Credit WSJ SCOTUS correspondent Jess Bravin with the priceless quote above. One of the many small-claims court spinoffs is a show called “Judge Alex.” Well, as is the case with many of these made-for-tv court shows, the “judges” presiding over the parties are actually acting as arbitrators. Hence, the trappings of a courtroom without all the pesky rules of evidence, procedure, or decency for that matter.

Hon. Alex

Well, the “Honorable” Alex Ferrer (aka “Judge Alex”) ran afoul of his former manager for alleged failure to pay the manager the commissions purportedly owed him under the management contract. It seems that Judge Alex, who pays the bills by arbitrating disputes, has asserted that he doesn’t have to abide by the arbitration clause in his own contract with his former manager.

On Monday, SCOTUS heard oral argument in Preston v. Ferrer, cause no. 06-1463, to decide whether an arbitration clause in a contract can be enforced when a state agency arguably has exclusive jurisdiction over the matter that the parties originally intended to send to informal adjudication.

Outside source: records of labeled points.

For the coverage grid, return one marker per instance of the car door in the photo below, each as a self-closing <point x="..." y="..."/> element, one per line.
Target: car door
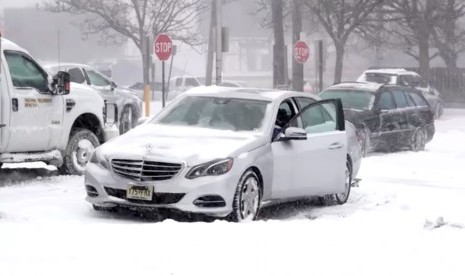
<point x="402" y="115"/>
<point x="314" y="166"/>
<point x="320" y="160"/>
<point x="36" y="115"/>
<point x="283" y="153"/>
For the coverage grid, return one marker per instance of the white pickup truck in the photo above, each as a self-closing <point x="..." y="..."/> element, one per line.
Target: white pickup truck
<point x="46" y="119"/>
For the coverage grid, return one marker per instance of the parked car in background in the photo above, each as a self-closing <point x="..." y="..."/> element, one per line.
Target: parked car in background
<point x="46" y="118"/>
<point x="226" y="152"/>
<point x="387" y="117"/>
<point x="138" y="90"/>
<point x="406" y="78"/>
<point x="129" y="105"/>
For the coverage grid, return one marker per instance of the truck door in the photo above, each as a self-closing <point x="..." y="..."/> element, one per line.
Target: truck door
<point x="35" y="113"/>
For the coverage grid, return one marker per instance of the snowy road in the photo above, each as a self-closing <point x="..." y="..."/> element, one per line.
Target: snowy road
<point x="406" y="218"/>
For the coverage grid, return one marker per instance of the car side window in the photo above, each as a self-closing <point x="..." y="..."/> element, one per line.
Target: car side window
<point x="97" y="79"/>
<point x="400" y="99"/>
<point x="285" y="113"/>
<point x="191" y="82"/>
<point x="386" y="102"/>
<point x="303" y="102"/>
<point x="410" y="101"/>
<point x="419" y="101"/>
<point x="320" y="118"/>
<point x="76" y="75"/>
<point x="25" y="73"/>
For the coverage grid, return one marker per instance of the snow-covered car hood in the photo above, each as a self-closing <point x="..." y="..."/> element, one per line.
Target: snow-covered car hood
<point x="179" y="143"/>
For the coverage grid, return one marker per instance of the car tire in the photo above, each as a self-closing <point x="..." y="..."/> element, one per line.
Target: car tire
<point x="418" y="140"/>
<point x="247" y="198"/>
<point x="365" y="142"/>
<point x="81" y="144"/>
<point x="126" y="120"/>
<point x="339" y="199"/>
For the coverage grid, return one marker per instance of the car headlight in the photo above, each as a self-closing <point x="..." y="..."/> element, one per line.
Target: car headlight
<point x="216" y="167"/>
<point x="100" y="160"/>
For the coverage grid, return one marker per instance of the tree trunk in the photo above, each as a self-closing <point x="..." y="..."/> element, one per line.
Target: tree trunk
<point x="339" y="61"/>
<point x="279" y="53"/>
<point x="423" y="56"/>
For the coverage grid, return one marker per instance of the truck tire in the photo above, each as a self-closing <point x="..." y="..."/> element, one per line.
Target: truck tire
<point x="81" y="144"/>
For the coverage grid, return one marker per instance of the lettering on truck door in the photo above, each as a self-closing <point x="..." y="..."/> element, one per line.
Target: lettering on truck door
<point x="31" y="104"/>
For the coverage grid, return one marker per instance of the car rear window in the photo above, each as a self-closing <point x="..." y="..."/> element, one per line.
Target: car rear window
<point x="379" y="78"/>
<point x="400" y="99"/>
<point x="351" y="98"/>
<point x="419" y="101"/>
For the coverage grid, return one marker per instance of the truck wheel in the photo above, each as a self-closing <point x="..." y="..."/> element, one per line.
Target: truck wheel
<point x="126" y="120"/>
<point x="80" y="147"/>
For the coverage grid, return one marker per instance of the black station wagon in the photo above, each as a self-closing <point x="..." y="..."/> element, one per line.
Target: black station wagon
<point x="387" y="117"/>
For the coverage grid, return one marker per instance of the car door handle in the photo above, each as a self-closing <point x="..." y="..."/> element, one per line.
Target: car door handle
<point x="335" y="146"/>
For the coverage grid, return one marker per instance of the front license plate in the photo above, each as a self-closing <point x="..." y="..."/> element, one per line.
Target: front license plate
<point x="139" y="192"/>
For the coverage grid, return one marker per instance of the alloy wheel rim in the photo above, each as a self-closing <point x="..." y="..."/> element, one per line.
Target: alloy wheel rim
<point x="342" y="196"/>
<point x="250" y="197"/>
<point x="82" y="153"/>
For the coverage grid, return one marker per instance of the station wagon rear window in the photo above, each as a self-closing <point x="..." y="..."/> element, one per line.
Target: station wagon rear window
<point x="351" y="99"/>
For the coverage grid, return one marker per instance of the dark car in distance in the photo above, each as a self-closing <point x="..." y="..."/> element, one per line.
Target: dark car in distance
<point x="387" y="117"/>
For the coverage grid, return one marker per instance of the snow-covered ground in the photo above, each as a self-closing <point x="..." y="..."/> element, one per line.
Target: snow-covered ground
<point x="406" y="218"/>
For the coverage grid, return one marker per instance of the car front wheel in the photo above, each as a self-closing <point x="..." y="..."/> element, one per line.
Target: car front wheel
<point x="80" y="147"/>
<point x="246" y="202"/>
<point x="341" y="198"/>
<point x="418" y="140"/>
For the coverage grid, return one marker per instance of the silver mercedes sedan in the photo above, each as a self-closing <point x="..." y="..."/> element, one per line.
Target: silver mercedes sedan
<point x="227" y="152"/>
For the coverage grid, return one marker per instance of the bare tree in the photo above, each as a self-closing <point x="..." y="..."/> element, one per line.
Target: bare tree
<point x="448" y="34"/>
<point x="340" y="19"/>
<point x="136" y="20"/>
<point x="413" y="22"/>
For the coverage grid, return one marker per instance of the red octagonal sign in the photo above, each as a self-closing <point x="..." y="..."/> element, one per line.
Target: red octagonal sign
<point x="163" y="47"/>
<point x="301" y="52"/>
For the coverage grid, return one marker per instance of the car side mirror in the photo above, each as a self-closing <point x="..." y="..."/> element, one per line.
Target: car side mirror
<point x="113" y="85"/>
<point x="378" y="110"/>
<point x="293" y="133"/>
<point x="61" y="83"/>
<point x="142" y="120"/>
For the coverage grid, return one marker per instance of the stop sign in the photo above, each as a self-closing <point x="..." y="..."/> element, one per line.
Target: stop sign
<point x="301" y="52"/>
<point x="163" y="47"/>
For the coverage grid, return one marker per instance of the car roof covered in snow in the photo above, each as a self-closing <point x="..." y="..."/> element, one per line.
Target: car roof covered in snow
<point x="11" y="46"/>
<point x="365" y="86"/>
<point x="245" y="93"/>
<point x="391" y="71"/>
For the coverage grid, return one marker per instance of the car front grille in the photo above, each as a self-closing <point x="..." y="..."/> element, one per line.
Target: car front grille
<point x="144" y="170"/>
<point x="157" y="198"/>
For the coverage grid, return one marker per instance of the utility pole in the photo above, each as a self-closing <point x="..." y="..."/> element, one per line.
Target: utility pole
<point x="219" y="41"/>
<point x="297" y="68"/>
<point x="211" y="43"/>
<point x="279" y="52"/>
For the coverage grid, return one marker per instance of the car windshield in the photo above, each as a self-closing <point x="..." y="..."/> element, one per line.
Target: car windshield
<point x="217" y="113"/>
<point x="383" y="78"/>
<point x="352" y="99"/>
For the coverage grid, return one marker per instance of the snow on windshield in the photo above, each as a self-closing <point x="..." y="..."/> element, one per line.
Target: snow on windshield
<point x="217" y="113"/>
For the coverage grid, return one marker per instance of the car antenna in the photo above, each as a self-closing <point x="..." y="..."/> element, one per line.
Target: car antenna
<point x="59" y="49"/>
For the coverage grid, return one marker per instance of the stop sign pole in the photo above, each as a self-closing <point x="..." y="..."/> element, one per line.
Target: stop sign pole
<point x="163" y="48"/>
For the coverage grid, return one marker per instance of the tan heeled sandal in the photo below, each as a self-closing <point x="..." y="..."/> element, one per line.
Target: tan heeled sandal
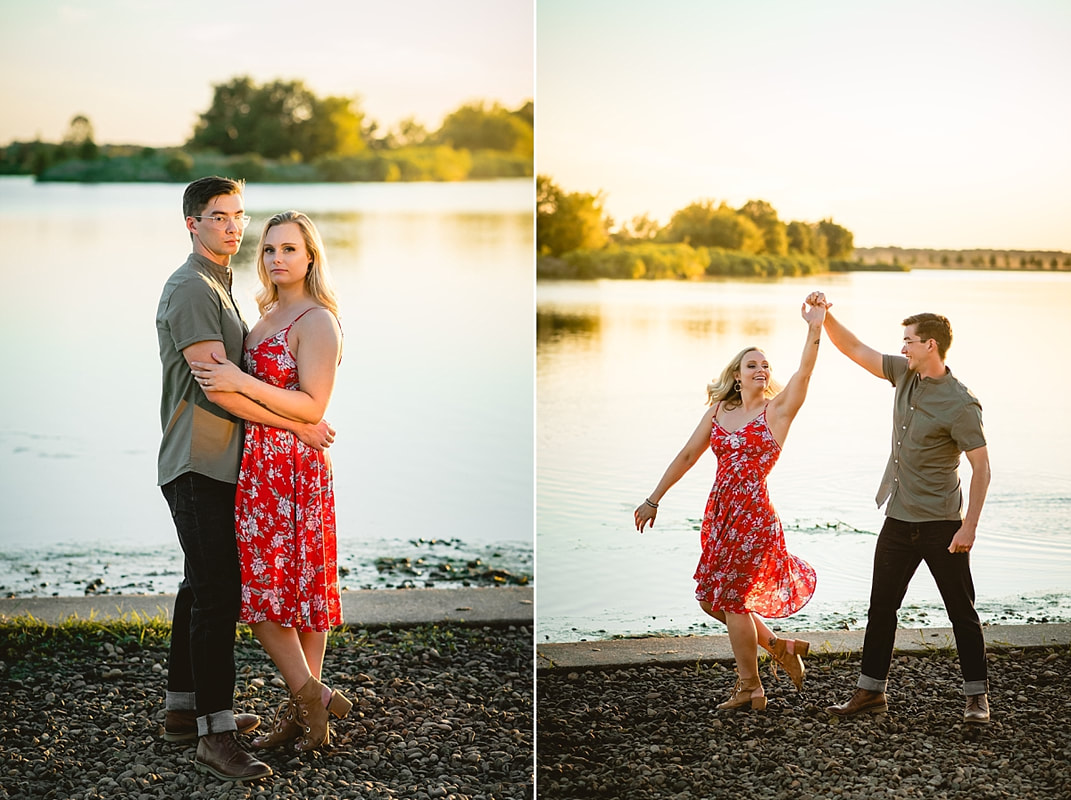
<point x="792" y="663"/>
<point x="742" y="695"/>
<point x="284" y="728"/>
<point x="312" y="714"/>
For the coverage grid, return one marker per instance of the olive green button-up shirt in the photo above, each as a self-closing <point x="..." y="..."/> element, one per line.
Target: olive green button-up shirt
<point x="196" y="305"/>
<point x="934" y="421"/>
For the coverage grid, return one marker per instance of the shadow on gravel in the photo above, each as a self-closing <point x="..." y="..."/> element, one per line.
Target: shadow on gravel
<point x="648" y="733"/>
<point x="439" y="711"/>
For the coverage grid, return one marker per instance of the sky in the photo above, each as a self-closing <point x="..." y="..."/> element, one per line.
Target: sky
<point x="142" y="71"/>
<point x="911" y="123"/>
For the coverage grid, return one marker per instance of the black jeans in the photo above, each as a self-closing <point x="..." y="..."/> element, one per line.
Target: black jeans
<point x="901" y="547"/>
<point x="201" y="659"/>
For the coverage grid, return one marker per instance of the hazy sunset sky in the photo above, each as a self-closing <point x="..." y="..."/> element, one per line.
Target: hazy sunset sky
<point x="142" y="71"/>
<point x="911" y="123"/>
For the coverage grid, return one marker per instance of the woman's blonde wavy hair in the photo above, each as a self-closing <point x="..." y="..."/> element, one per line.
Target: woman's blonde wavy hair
<point x="724" y="389"/>
<point x="316" y="280"/>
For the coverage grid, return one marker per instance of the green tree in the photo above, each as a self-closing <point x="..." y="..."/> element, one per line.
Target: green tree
<point x="407" y="133"/>
<point x="840" y="242"/>
<point x="704" y="224"/>
<point x="800" y="238"/>
<point x="474" y="126"/>
<point x="568" y="221"/>
<point x="639" y="228"/>
<point x="765" y="216"/>
<point x="276" y="120"/>
<point x="79" y="137"/>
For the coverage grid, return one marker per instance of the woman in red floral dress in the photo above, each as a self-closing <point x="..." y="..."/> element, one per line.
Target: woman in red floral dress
<point x="744" y="571"/>
<point x="285" y="516"/>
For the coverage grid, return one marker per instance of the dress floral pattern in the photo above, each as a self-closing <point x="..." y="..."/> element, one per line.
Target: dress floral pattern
<point x="285" y="517"/>
<point x="744" y="565"/>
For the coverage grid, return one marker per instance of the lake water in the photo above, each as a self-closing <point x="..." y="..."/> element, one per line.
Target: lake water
<point x="433" y="403"/>
<point x="621" y="374"/>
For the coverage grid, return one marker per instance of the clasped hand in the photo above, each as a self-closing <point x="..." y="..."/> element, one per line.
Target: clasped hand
<point x="221" y="376"/>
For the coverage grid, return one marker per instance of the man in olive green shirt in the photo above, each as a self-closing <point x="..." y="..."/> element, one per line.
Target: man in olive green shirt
<point x="935" y="420"/>
<point x="197" y="470"/>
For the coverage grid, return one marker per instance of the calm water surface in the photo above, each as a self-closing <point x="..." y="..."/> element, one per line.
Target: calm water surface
<point x="433" y="403"/>
<point x="621" y="374"/>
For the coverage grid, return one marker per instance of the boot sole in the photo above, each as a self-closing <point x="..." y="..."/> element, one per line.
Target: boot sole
<point x="234" y="779"/>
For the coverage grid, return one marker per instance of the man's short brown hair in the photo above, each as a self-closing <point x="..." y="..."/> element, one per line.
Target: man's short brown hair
<point x="935" y="327"/>
<point x="198" y="194"/>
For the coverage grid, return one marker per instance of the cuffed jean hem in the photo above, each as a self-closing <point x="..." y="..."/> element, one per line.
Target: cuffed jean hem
<point x="217" y="722"/>
<point x="872" y="684"/>
<point x="180" y="700"/>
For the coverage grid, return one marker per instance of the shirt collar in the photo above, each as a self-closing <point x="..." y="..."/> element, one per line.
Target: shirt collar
<point x="207" y="265"/>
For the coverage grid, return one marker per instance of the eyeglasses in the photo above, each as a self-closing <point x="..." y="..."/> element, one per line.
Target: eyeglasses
<point x="221" y="220"/>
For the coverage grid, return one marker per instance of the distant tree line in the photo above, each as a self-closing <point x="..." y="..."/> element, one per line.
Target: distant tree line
<point x="282" y="131"/>
<point x="577" y="240"/>
<point x="966" y="259"/>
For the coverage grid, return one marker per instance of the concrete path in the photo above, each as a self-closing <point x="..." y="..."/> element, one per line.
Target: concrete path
<point x="691" y="649"/>
<point x="499" y="605"/>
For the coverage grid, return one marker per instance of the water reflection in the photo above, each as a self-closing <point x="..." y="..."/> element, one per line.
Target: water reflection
<point x="621" y="379"/>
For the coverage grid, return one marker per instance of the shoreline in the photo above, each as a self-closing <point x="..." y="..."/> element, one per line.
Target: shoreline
<point x="692" y="649"/>
<point x="372" y="608"/>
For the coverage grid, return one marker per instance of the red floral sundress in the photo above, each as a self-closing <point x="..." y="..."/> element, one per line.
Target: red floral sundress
<point x="285" y="515"/>
<point x="744" y="565"/>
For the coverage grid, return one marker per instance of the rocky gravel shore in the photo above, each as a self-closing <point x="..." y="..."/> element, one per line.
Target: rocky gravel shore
<point x="653" y="731"/>
<point x="440" y="712"/>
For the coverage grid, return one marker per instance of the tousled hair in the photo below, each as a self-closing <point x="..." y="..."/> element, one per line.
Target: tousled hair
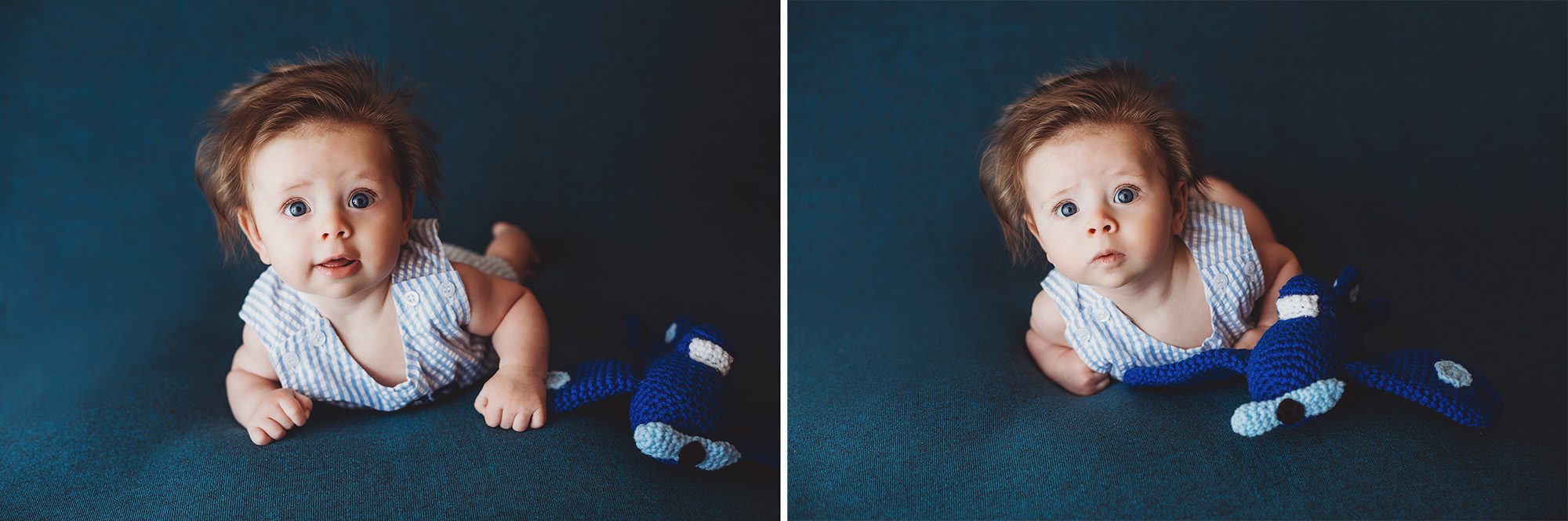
<point x="1112" y="93"/>
<point x="328" y="89"/>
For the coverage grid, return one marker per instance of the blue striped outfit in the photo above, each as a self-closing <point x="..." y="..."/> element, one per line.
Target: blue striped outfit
<point x="432" y="308"/>
<point x="1233" y="280"/>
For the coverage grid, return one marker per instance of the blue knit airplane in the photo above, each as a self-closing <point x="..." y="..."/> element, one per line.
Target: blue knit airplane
<point x="677" y="401"/>
<point x="1301" y="365"/>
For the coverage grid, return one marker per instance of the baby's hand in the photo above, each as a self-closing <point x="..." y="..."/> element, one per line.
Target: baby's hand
<point x="1250" y="338"/>
<point x="514" y="399"/>
<point x="278" y="412"/>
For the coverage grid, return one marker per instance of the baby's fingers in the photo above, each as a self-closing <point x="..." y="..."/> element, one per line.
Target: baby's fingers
<point x="294" y="414"/>
<point x="539" y="418"/>
<point x="493" y="415"/>
<point x="509" y="417"/>
<point x="274" y="429"/>
<point x="308" y="404"/>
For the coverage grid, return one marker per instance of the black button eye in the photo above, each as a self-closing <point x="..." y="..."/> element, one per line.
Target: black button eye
<point x="1290" y="412"/>
<point x="692" y="454"/>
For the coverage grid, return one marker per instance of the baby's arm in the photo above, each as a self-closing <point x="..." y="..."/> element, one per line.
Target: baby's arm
<point x="1050" y="348"/>
<point x="512" y="318"/>
<point x="260" y="404"/>
<point x="1279" y="263"/>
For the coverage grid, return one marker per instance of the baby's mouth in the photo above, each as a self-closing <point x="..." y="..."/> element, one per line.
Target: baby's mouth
<point x="338" y="263"/>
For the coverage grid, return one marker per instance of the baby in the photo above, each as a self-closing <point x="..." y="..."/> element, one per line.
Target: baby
<point x="1153" y="263"/>
<point x="363" y="307"/>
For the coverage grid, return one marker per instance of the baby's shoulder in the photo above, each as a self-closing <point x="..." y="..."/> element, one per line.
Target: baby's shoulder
<point x="1047" y="319"/>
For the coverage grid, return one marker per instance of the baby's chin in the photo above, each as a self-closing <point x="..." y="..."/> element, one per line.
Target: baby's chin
<point x="1102" y="280"/>
<point x="322" y="286"/>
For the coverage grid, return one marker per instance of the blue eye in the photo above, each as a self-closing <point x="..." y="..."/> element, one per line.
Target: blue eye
<point x="360" y="200"/>
<point x="1127" y="195"/>
<point x="1067" y="209"/>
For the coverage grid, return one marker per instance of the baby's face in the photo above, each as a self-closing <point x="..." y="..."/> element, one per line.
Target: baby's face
<point x="1100" y="206"/>
<point x="325" y="209"/>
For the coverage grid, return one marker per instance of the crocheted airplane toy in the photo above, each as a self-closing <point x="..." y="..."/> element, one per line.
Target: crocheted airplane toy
<point x="1301" y="365"/>
<point x="677" y="399"/>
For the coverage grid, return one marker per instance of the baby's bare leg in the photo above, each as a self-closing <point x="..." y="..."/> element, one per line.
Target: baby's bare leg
<point x="514" y="246"/>
<point x="1222" y="192"/>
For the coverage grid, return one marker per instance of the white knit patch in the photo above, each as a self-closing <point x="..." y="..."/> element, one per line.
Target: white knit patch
<point x="1296" y="307"/>
<point x="557" y="379"/>
<point x="1453" y="374"/>
<point x="711" y="355"/>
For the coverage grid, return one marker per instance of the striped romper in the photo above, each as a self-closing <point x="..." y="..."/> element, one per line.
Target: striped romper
<point x="1233" y="280"/>
<point x="432" y="307"/>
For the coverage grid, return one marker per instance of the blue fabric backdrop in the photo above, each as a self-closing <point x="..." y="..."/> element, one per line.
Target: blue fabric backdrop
<point x="637" y="142"/>
<point x="1423" y="142"/>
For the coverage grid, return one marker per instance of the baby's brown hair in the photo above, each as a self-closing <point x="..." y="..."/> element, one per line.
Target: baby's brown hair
<point x="1111" y="93"/>
<point x="328" y="89"/>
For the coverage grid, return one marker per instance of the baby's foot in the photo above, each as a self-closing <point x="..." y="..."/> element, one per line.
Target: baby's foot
<point x="514" y="246"/>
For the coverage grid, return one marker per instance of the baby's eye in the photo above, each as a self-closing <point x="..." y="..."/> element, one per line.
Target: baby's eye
<point x="361" y="200"/>
<point x="1127" y="195"/>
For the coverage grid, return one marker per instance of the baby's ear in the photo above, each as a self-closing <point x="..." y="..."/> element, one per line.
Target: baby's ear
<point x="1178" y="208"/>
<point x="252" y="235"/>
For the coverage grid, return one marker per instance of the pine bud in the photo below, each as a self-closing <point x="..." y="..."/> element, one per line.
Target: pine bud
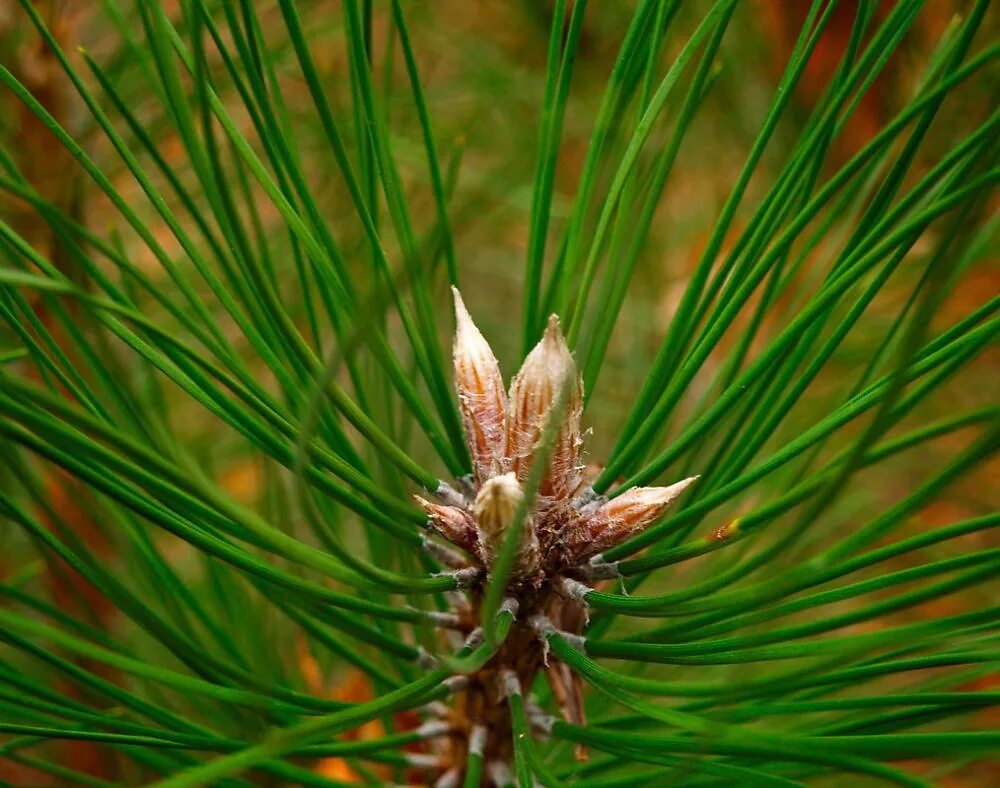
<point x="453" y="523"/>
<point x="623" y="517"/>
<point x="481" y="396"/>
<point x="495" y="508"/>
<point x="535" y="390"/>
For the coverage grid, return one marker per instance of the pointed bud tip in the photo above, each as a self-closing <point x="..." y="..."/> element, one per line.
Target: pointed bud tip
<point x="461" y="313"/>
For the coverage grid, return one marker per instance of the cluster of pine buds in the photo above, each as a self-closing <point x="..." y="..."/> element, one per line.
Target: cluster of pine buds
<point x="562" y="524"/>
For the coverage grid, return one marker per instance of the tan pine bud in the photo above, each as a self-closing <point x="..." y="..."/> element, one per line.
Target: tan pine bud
<point x="624" y="517"/>
<point x="496" y="506"/>
<point x="481" y="397"/>
<point x="534" y="391"/>
<point x="454" y="524"/>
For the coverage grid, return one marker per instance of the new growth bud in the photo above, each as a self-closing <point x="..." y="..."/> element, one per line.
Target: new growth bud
<point x="535" y="390"/>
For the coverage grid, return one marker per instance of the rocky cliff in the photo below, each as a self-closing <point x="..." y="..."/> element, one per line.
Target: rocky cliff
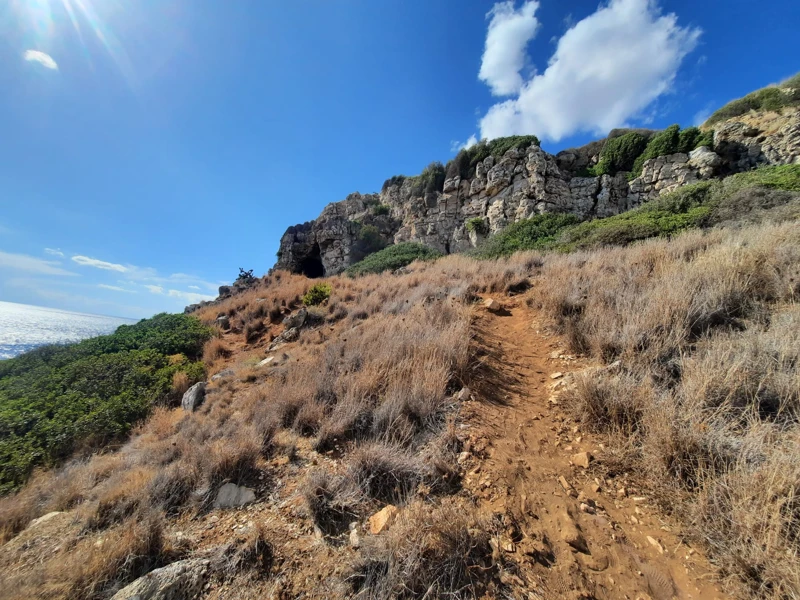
<point x="519" y="184"/>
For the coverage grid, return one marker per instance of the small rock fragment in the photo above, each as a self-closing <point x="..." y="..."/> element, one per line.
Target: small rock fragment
<point x="492" y="305"/>
<point x="582" y="459"/>
<point x="382" y="519"/>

When asked whether he–a judge who most definitely allows cameras in his own courtroom–thought SCOTUS should allow cameras in its courtroom, Judge Alex responded, “I think they should,” because “[t]he arguments can be fascinating for lawyers or people who are students of the law, but for average people, they’d rather watch paint dry.

I can only hope and assume Judge Alex wasn’t referring to himself as a “student of the law,” as small-claims court (or, even worse, fake small-claims court as the case is here) is the jurisprudential equivalent of kindargarten.

*** UPDATE ***

In stark to contrast to our beloved SCOTX, SCOTUS just showed how judicial efficiency is done by issuing its opinion in Preston v. Ferrer just a scant month after it heard oral argument. Therein, the “Court ruled 8-1 against [the cheesy TV judge], holding that an arbitrator must decide the dispute.”